Learn more about The White Tower below...

History

The White Tower is the central keep at the Tower of London and is still one of the most important pieces of Norman military architecture in England.

William the Conqueror commissioned it around 1078 and appointed Gundulf, a Norman monk skilled in architecture, as the overseer of its construction. It was used as a military defence base to watch attacks coming in from Europe, but also acted as a symbol of power to the Saxons already living there.

Throughout its lifetime, the building has been altered many times: in the Tudor period, cannon emplacements were added to the roof and the Tower was used as a storage facility for armour and gunpowder, which eventually led to structural changes and the facing material of the building having to be replaced. By the early 19th Century, the Tower became a tourist attraction, and displayed the effigies of England’s kings and Queen Elizabeth’s I Armoury.

Today, The White Tower is Grade I listed and also a World Heritage Site together with its surrounding buildings and the wall. Under the care of Historic Royal Palaces, the Tower went through a £2 million conservation programme, cleaning and repairing the structure.

Did you know?

The Kray Twins, Ronnie and Reggie, two of the most infamous English gangsters were among the last prisoners held at the Tower of London in 1952 for failing to do National Service as part of their sentence.

The architecture

Originally built of Caen stone, the Tower is about 27.5m high and forms a rectangular plan with 3 rooms on each floor.

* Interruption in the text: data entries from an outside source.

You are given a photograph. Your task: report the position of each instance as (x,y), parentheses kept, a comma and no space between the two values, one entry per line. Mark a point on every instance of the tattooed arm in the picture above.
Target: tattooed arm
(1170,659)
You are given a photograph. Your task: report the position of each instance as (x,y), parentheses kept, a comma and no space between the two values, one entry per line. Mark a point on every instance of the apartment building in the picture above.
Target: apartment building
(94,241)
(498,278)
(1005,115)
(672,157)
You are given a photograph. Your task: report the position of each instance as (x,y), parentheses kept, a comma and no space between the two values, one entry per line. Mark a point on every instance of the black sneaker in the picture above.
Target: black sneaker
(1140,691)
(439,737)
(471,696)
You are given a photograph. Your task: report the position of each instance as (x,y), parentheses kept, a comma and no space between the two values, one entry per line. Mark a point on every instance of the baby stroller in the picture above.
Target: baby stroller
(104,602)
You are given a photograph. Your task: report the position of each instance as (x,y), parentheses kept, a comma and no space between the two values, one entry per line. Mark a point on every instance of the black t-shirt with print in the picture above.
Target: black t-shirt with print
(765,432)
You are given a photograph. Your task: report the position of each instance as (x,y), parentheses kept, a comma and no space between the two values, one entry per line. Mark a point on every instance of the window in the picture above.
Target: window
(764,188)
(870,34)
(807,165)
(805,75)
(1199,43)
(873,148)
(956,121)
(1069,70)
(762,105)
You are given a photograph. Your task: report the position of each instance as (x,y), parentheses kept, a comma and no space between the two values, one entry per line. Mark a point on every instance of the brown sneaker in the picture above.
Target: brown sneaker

The basement is roughly finished with walls measuring 4.5m deep and was often used for storage purposes. The first floor, which used to be the main entrance floor, has a large and a small hall which each contain a fireplace and large windows and would have been used by important officials and the Constable of the Tower who was in charge when the king was not in residence.

On the second floor stood St John’s Chapel, a crypt which occupies the south-east corner of the White Tower. The nave is barrel-vaulted and ends in a semi-domed apse, with groin-vaulted walkways and aisles on either side. The columns run round the whole of the crypt holding up the gallery, and have different styled capitals. The plain and simple aesthetic of the chapel today is how it would have looked back in the Norman times, however during Henry III’s reign, it would have been decorated with more elaborate ornaments such as stained glass windows and gold-painted cross.

Most of the exterior is now faced in Portland stone after renovations made by Inigo Jones in the 17th and 18th centuries, and has blind arcading around the building with buttresses in between. Recently, the exterior of the Tower had to be cleaned of the pollution it had accumulated over the years to prevent further damage already caused to the structure.